We pulled onto the island and found a parking spot off Marine, on Park Avenue. We walked into Wilma’s Patio restaurant on Marine for breakfast. It’s directly across the street from Hershey’s Market. Our dad worked at Hershey’s in 1945 and ’46 — his first civilian job after the military.

We reminisced that Wilma’s used to be the Jolly Roger. Unfortunately, the JR was nothing more than a chimera to our family. Dad was too cheap to take us there. I didn’t make it through the front doors until college.

My grandparents bought the Marine Avenue house in 1942 for $7,000. Dad, a GI at Santa Ana Army Air Base, married mom in 1944. They rented the apartment behind my grandparents’ house, and I came along in ’45.

After breakfast at Wilma’s, Bill and I walked east to the Grand Canal, a narrow body of water separating Balboa Island and Little Island.

“I loved that canal,” I told Bill. “It was a thrill for a 5-year-old to swim from one island to the other.”

“Remember how we used to skip sand dollars across the canal?” Bill responded. “I recall once throwing a sand dollar at a house on Little Island. It exploded on a window … but no damage.”

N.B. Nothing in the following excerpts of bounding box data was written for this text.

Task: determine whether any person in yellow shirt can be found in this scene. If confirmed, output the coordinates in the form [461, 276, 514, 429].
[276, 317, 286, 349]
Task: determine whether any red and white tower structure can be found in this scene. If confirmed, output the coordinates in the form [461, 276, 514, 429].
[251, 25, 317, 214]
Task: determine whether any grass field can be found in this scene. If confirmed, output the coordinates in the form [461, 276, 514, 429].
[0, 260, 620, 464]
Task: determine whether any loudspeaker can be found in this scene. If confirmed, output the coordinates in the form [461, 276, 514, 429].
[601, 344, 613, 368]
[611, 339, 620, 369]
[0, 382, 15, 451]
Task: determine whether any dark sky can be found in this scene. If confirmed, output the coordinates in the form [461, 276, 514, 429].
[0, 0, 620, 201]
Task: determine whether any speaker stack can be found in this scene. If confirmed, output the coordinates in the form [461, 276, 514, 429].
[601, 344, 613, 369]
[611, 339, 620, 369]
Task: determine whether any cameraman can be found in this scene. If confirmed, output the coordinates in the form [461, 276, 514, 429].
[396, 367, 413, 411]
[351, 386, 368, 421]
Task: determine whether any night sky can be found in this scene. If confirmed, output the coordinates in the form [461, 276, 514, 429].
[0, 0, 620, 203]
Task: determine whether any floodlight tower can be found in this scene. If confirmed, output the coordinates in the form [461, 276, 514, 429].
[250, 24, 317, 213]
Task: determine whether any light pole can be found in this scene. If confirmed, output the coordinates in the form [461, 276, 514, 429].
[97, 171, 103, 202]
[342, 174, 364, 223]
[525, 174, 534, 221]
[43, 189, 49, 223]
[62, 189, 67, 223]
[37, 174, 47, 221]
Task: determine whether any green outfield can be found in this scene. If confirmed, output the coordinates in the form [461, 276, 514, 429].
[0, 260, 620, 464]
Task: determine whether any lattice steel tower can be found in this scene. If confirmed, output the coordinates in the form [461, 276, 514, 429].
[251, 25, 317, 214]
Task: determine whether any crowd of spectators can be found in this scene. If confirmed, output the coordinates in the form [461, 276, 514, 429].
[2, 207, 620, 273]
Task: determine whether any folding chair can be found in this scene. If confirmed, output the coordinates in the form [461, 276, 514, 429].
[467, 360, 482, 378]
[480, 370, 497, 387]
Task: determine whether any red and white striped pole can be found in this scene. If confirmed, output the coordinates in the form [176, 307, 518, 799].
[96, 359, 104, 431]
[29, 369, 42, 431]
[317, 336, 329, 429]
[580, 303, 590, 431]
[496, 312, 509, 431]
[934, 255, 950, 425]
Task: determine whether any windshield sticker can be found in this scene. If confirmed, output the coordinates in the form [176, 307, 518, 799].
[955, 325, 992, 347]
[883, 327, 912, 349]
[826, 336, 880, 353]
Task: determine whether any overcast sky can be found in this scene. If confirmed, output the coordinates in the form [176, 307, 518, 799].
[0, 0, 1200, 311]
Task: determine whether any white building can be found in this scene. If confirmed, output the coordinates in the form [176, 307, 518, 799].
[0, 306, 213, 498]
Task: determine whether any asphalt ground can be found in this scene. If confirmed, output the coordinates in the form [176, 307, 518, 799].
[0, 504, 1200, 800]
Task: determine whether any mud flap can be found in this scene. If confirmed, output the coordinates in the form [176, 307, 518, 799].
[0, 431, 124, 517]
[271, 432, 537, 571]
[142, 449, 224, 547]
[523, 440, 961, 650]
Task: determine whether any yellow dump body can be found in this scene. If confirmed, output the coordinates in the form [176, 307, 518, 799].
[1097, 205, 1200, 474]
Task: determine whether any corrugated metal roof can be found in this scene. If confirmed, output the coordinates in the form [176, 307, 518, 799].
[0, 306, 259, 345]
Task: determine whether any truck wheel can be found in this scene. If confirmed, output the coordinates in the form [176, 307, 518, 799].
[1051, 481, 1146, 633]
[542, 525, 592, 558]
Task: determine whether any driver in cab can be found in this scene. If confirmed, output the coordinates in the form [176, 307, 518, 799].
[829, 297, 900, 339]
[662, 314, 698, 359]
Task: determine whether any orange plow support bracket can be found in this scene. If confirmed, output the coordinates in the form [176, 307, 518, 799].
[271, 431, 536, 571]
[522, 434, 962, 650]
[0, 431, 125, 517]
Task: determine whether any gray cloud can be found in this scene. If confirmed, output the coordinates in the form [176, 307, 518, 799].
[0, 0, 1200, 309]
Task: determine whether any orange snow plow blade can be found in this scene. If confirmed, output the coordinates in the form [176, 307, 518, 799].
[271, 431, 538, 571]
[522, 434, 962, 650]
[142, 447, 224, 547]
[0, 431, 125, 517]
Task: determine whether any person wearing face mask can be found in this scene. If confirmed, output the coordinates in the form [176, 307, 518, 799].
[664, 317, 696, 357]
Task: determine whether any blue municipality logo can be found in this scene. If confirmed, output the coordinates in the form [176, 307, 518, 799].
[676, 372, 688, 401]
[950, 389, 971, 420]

We then followed the sidewalk in a counterclockwise direction for a mile and a half around the island. I noted a beach on North Bay Front where Bill and I used to swim with our friends, Johnny and Billy Scott.

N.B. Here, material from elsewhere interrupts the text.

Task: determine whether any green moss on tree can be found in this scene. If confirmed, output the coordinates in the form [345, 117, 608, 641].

We kept walking, then paused at the Balboa Island Ferry at the end of Agate Avenue.

“I remember walking with Mom and Dad from Marine to the ferry,” I told Bill. “I was about 4. I’d be running along South Bay Front, and Mom and Dad would be behind, pushing you in a stroller. We’d cross the bay on the ferry and eat ice cream at the Fun Zone.”

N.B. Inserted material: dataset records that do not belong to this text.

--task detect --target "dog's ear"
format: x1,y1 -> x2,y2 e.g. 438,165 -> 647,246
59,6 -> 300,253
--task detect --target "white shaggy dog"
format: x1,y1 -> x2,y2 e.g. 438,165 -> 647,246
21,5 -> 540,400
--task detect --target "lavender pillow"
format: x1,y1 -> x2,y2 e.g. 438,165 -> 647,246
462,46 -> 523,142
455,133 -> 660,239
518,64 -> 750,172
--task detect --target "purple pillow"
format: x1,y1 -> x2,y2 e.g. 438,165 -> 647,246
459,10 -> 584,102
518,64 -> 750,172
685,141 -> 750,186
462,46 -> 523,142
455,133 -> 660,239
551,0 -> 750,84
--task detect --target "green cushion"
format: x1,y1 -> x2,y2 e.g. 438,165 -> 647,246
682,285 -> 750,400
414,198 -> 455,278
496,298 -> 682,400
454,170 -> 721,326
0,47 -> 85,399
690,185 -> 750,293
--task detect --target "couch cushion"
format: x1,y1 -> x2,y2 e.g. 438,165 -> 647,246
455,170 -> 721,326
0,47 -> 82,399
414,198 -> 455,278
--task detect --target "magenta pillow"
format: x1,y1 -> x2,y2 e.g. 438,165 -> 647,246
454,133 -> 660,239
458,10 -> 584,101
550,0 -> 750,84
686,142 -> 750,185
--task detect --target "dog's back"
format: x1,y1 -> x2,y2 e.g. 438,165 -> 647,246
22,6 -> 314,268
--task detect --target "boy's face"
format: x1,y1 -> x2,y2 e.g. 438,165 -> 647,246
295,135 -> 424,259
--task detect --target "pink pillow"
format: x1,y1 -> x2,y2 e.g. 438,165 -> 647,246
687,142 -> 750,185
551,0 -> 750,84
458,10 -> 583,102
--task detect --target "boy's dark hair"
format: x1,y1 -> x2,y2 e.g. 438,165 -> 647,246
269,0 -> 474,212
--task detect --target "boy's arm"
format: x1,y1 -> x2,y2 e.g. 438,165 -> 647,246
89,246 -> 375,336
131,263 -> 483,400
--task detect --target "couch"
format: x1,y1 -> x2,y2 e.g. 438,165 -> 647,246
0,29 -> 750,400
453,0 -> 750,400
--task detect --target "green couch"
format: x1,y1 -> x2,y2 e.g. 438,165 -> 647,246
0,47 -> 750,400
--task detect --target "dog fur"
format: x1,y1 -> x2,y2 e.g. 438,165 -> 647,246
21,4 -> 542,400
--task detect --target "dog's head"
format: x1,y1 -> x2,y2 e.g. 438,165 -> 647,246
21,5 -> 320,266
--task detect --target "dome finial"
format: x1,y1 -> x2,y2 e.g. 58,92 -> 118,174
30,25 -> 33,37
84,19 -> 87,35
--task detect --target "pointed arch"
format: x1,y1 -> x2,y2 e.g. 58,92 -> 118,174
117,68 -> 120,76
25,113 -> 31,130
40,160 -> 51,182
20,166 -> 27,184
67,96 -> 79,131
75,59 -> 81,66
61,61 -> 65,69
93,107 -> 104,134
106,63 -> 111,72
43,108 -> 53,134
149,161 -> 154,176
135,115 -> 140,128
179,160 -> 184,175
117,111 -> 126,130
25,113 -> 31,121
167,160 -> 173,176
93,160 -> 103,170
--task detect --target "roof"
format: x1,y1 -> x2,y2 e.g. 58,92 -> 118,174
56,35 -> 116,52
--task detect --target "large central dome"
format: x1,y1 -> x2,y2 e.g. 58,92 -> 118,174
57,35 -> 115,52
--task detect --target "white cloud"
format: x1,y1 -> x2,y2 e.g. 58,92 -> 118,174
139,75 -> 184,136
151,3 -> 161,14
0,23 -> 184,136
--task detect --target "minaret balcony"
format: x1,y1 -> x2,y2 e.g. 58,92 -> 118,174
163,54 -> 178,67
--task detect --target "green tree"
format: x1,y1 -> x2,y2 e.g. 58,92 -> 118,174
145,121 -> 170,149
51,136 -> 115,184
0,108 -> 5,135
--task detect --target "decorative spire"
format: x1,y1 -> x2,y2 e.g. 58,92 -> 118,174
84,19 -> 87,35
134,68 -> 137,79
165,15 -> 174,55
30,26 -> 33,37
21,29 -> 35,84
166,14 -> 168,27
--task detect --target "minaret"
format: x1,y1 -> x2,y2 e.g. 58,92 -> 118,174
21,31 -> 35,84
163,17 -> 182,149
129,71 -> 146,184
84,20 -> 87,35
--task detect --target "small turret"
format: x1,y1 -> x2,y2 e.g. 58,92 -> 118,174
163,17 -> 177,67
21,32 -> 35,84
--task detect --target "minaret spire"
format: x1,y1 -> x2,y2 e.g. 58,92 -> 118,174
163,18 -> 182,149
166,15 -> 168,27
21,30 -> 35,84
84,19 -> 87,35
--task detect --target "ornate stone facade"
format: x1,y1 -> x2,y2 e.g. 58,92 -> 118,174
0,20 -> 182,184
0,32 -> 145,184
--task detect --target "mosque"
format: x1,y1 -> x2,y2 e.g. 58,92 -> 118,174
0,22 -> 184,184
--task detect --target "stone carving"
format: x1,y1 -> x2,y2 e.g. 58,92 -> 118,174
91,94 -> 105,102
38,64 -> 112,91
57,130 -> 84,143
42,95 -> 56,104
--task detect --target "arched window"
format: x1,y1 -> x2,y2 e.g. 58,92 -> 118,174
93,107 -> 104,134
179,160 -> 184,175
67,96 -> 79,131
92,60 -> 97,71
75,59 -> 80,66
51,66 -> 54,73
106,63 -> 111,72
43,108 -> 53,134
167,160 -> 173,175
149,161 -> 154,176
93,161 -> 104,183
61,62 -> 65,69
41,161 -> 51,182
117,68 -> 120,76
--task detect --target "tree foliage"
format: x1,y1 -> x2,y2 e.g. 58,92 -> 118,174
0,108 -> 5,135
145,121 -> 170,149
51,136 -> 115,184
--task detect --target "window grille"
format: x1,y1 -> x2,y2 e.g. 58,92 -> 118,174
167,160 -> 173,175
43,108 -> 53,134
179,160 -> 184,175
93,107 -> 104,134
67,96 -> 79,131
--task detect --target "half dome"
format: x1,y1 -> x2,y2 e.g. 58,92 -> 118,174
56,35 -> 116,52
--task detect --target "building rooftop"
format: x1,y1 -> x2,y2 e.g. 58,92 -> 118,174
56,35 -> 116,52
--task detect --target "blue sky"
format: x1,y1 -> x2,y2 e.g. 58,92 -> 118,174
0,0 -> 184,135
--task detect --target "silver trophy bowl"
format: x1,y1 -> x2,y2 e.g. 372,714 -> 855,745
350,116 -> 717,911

Not a bad life, circa 1949.

We commented that the boats moored at the docks and in the bay surrounding the island seemed bigger and more numerous than in ’49.

We walked the South Bay Front sidewalk to “our beach,” at the end of Marine Avenue. It was there that we learned to swim. That was also where we discovered how to maneuver Uncle Bob’s awesome homemade paddleboard.

We turned north and walked up Marine Avenue. We pointed out houses — as best we could recall — of our old playmates in that one-block neighborhood: Mel, Joyce, Meredith, Burr, Cathy, Michael and Vinnie.

The gate in front of our house that we used to swing on was gone, but the entrance was still there. The house has been remodeled, but the original outline is unmistakable.

“It seems so long ago,” Bill murmured.

“Hey, remember when Mom almost burned the house down the day after Christmas?” I laughed.

“How could I forget?” Bill chuckled. “Mom packed the tree and all the wrapping paper into the fireplace. The fire billowed several feet into the living room and singed the ceiling!”

We’re not waiting another 25 years for our next island visit.

JIM CARNETT, who lives in Costa Mesa, worked for Orange Coast College for 37 years.